TORINO - I gol di Higuain. La classe di Dybala. Il palleggio di Pjanic. I riflessi di Buffon. I tackle di Chiellini. Il piglio di Bonucci. I ripieghi di Mandzukic. Le discese di Dani Alves. I dribbling di Cuadrado... Scene da uno scudetto, il sesto di fila, impresa mai riuscita nella storia della Serie A, ma il vero protagonista, benché tenda a defilarsi, a lasciare il palco alla squadra, a ricordare che un allenatore «deve solo fare meno danni possibile», è di sicuro Massimiliano Allegri.
Per lui è il terzo campionato vinto e il settimo titolo conquistato in tre anni, dopo aver trionfato in finale di Coppa Italia e aspettando il sogno Champions: già basta per staccare Antonio Conte e isolarsi sul podio dei tecnici bianconeri più vincenti di sempre, preceduto soltanto dalle leggende Giovanni Trapattoni e Marcello Lippi che però hanno avuto tanti anni in più per alzare, rispettivamente, 14 e 13 trofei.
SVOLTA TATTICA - In questo campionato splendido, in questa stagione trionfale, è stato determinante con la tranquillità trasmessa, con la carica infusa, con scelte tattiche felici che hanno spianato vittorie chiave, ma soprattutto con il cambio di modulo, il conio del 4-2-3-1: la svolta è arrivata il 22 gennaio contro la Lazio, quando ha schierato contemporaneamente per la prima volta Pjanic, Cuadrado, Dybala, Mandzukic e Higuain.

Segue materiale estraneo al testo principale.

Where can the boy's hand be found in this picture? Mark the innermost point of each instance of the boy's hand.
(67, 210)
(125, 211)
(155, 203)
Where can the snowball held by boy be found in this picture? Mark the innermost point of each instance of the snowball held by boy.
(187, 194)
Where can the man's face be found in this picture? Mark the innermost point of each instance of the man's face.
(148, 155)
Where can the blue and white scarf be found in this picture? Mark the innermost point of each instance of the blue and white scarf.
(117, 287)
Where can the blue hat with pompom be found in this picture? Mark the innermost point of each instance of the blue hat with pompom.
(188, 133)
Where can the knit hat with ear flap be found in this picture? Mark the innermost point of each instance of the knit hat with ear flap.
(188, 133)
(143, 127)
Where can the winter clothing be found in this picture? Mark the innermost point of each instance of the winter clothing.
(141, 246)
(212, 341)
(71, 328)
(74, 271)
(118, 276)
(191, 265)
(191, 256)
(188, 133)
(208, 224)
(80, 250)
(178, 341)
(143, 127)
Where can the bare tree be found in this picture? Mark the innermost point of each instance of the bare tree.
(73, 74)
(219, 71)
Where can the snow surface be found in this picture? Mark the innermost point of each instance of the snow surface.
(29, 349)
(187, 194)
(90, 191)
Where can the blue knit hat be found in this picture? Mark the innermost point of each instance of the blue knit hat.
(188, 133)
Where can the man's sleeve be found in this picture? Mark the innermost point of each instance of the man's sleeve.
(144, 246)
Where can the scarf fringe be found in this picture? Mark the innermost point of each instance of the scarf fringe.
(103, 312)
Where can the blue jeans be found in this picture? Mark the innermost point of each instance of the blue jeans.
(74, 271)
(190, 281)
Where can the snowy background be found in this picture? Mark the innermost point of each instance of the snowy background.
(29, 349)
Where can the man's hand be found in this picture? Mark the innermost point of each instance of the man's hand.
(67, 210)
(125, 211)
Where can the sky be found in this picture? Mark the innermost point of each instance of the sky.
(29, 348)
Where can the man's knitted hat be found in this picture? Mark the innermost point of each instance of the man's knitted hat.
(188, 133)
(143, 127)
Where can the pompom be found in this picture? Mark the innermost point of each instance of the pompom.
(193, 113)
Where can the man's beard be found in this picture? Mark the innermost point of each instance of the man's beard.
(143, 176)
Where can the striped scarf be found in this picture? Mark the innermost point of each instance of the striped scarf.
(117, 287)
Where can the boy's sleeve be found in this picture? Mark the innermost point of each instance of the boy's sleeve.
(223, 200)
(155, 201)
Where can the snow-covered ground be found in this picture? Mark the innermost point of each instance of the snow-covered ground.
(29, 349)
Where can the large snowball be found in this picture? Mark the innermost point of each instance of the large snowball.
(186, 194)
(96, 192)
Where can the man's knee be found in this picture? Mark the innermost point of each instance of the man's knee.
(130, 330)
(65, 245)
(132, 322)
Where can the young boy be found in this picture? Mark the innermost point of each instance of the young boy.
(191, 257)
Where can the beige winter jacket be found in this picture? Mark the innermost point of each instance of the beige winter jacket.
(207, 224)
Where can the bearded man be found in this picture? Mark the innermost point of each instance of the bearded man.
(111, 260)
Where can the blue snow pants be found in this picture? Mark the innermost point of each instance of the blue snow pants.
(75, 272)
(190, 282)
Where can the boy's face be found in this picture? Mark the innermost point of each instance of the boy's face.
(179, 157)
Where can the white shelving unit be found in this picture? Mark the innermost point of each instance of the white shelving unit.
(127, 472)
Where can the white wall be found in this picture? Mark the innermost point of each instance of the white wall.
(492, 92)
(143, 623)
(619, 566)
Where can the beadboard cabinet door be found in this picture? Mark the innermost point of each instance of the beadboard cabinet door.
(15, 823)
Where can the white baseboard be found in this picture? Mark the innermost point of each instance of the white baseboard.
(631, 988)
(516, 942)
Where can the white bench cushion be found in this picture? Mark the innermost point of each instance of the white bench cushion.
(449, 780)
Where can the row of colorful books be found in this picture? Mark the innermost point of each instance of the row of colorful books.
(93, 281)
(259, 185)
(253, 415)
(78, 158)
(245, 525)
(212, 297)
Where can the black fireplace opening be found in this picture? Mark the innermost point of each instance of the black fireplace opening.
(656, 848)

Alla lettura delle formazioni, s’incrociavano sguardi increduli, c’era chi parlava di provocazione e chi di follia, ma Max sapeva di potersi fidare dei suoi uomini: è il sacrificio di attaccanti e centrocampisti, infatti, ad assicurare equilibrio a una
Juventus in apparenza sbilanciata, restituendo entusiasmo a una squadra che s’era in effetti adagiata su un 3-5-2 ormai stantio. Da tempo ci pensava, ma ha deciso d’istinto: dopo la sconfitta di Firenze, ha deciso che era il momento di cambiare e cambiando ha centrato il terzo scudetto consecutivo, il quarto della carriera dopo quello con il Milan.